Überstunden im Mutterschutz: Geht das?

Laut § 4 des MuSchG darfst du in der Schwangerschaft nicht mehr als 8,5 Stunden arbeiten. Das bedeutet: keine Überstunden – auch wenn diese in deinem Job vielleicht sonst üblich sind. Dieser Paragraf regelt auch die Arbeitszeiten für Teilzeitkräfte: Du darfst keine Überstunden über den Kalendermonat hinaus aufbauen.

Arbeit mutterschutzbedingt unterbrechen: Beschäftigungsverbote

In manchen Fällen geht das Arbeiten im Mutterschutz nicht ohne größere Einschränkungen, sodass dein Arbeitgeber dich nicht beschäftigen darf. Hierbei handelt es sich um sogenannte betriebliche oder ärztliche Beschäftigungsverbote. Diese können teilweise oder vollständig gelten. Und du hast kein Mitspracherecht. Für die mutterschutzbedingte Arbeitsunterbrechung gibt es folgende Gründe:

Beschäftigungsverbot wegen ungeeignetem Arbeitsplatz

Der Arbeitgeber muss dir ein befristetes oder unbefristetes Beschäftigungsverbot aussprechen, wenn dein Arbeitsplatz grundsätzlich nicht für Schwangere geeignet ist. Weil zum Beispiel

  • keine Schutzmaßnahmen möglich sind,
  • dein Arbeitgeber dir keinen Ersatzarbeitsplatz anbieten kann sowie
  • eine Teilfreistellung nicht zielführend ist (§ 13 Abs. 1 Nr. 3 MuSchG).

Beschäftigungsverbot im Einzelfall

Auch dein Arzt kann dir verbieten, zu arbeiten. Er schreibt dich krank (§ 16 MuSchG) und gibt dir ein Attest. Das tut er vor allem dann, wenn die Weiterbeschäftigung das Leben oder die Gesundheit von dir und deinem Baby gefährdet.

Kann dich dein Arbeitgeber mit bestimmten Tätigkeiten nicht mehr beschäftigen, darf er dir eine andere Arbeit zuweisen, die weder für dich noch für dein Baby bedenklich ist. Dadurch dürfen für dich allerdings keine finanziellen Nachteile entstehen!
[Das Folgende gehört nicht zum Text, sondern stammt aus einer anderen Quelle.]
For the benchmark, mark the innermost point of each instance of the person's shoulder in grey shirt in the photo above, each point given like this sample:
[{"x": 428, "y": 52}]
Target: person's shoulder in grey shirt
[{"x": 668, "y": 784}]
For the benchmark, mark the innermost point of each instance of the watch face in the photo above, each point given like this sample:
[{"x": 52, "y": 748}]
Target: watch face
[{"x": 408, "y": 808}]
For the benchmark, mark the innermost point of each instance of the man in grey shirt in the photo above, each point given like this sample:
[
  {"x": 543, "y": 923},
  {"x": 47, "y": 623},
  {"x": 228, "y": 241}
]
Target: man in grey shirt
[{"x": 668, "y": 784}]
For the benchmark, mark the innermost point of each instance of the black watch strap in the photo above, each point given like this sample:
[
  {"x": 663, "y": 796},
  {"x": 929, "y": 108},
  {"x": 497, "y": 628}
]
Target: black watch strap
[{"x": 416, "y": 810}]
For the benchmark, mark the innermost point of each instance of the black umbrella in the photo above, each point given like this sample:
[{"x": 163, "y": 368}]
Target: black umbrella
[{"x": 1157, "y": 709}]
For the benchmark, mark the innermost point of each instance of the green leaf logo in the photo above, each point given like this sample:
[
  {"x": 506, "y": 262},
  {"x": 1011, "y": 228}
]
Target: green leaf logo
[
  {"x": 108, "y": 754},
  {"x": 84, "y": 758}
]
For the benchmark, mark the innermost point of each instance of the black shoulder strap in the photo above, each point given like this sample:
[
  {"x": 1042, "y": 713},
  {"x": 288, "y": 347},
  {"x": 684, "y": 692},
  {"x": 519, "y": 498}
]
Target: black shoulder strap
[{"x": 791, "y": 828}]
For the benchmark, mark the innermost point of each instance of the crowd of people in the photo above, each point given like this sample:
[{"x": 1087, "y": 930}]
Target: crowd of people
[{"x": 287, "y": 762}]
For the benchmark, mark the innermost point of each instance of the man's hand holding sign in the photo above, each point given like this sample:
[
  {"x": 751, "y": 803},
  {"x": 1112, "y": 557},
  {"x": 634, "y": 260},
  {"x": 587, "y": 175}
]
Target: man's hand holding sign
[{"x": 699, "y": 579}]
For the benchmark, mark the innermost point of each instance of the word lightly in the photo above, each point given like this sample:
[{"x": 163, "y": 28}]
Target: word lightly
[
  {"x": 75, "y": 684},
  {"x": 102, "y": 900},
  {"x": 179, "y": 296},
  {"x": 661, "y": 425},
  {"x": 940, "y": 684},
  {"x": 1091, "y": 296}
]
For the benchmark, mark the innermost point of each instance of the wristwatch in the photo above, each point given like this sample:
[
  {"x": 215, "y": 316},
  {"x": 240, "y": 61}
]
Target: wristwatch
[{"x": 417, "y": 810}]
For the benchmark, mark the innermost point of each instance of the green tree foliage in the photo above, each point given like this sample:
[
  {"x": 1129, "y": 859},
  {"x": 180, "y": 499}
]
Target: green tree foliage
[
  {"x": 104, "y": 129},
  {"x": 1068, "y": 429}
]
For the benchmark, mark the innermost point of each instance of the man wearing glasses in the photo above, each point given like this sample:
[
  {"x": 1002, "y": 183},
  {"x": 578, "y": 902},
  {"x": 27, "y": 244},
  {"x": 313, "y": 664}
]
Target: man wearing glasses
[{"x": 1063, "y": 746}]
Gute Nachricht: Dauert eine Krankschreibung länger als sechs Wochen, endet in der Regel die Entgeltfortzahlung. Danach gibt es Krankengeld, das weniger als das reguläre Gehalt ist. Diese Einschränkung gilt beim Arbeiten im Mutterschutz nicht!
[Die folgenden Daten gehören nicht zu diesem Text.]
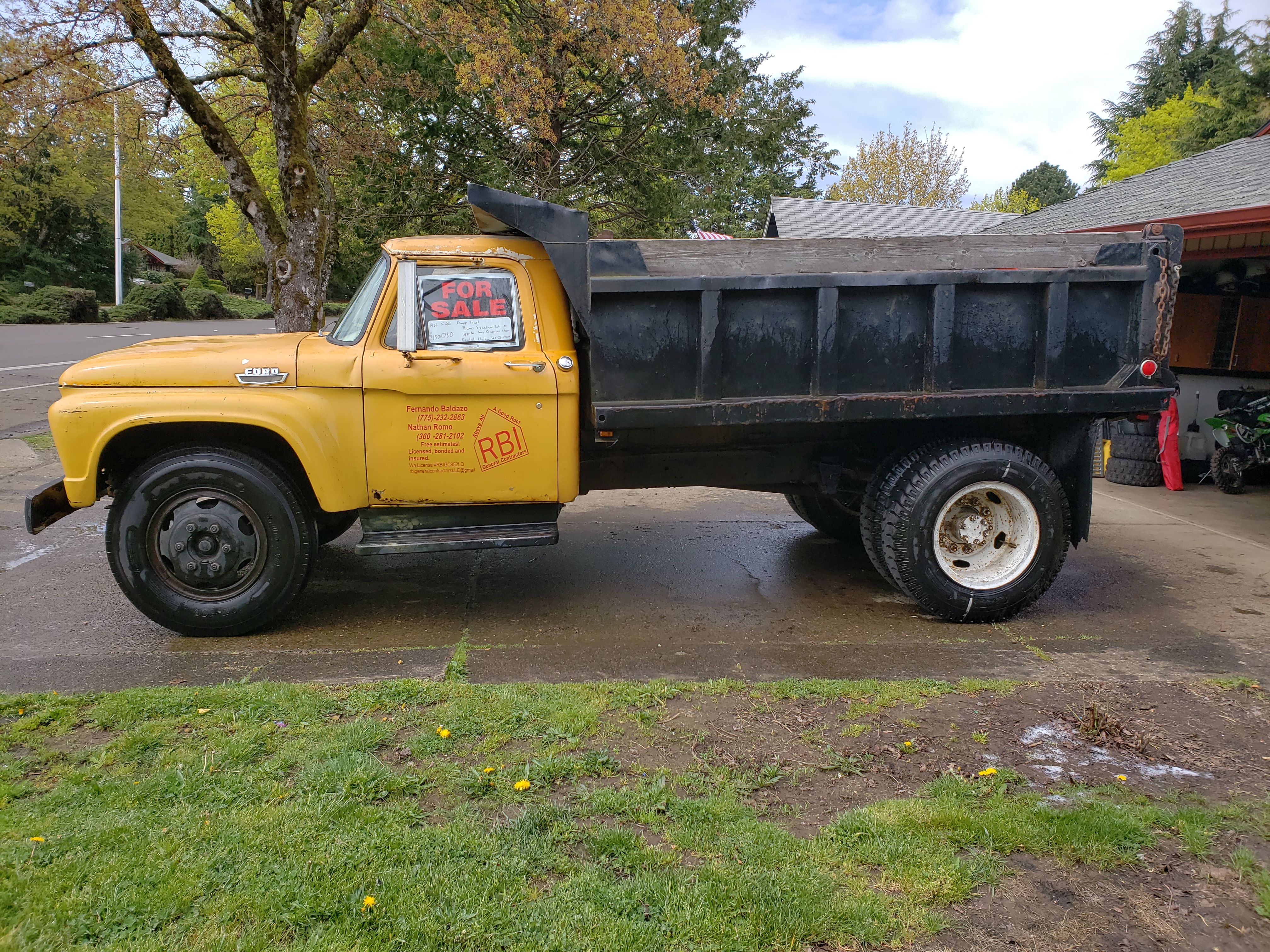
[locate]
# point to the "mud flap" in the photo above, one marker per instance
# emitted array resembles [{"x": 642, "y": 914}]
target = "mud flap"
[{"x": 46, "y": 506}]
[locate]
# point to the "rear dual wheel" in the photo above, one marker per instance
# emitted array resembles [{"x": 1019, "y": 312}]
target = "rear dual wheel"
[{"x": 971, "y": 531}]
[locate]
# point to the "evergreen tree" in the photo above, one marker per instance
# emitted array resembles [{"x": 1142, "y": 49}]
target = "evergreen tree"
[
  {"x": 1047, "y": 183},
  {"x": 1230, "y": 65}
]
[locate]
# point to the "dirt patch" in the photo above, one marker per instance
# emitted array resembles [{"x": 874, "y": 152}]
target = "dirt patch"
[
  {"x": 1155, "y": 738},
  {"x": 1166, "y": 903}
]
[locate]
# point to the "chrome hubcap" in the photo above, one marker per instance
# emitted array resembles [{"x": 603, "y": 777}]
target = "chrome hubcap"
[{"x": 209, "y": 545}]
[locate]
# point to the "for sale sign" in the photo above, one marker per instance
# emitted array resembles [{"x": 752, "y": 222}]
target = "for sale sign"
[{"x": 477, "y": 310}]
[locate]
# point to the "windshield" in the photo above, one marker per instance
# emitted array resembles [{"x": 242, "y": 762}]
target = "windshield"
[{"x": 359, "y": 313}]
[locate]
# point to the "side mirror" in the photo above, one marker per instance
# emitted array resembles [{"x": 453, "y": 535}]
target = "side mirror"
[{"x": 408, "y": 308}]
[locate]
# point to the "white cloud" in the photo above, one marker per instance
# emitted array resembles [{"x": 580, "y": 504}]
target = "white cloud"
[{"x": 1011, "y": 81}]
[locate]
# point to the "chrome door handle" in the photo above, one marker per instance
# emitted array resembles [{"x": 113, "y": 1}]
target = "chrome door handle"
[{"x": 412, "y": 356}]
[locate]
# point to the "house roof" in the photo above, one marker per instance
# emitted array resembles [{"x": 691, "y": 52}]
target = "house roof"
[
  {"x": 811, "y": 218},
  {"x": 161, "y": 257},
  {"x": 1235, "y": 176}
]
Arbeiten im Mutterschutz: Gesund und glücklich!

Kind und Karriere unter einen Hut bringen? Das geht bereits in der Schwangerschaft los. Damit du in der Arbeit bestens geschützt bist – sowie bis zur Geburt und danach gesund bleibst –, sieht das Gesetz entsprechende Bedingungen rund ums Arbeiten im Mutterschutz vor. Daher: Kommuniziere rechtzeitig deine Bedürfnisse, damit dein Arbeitgeber dir mutterschutzgerechte Konditionen bieten kann.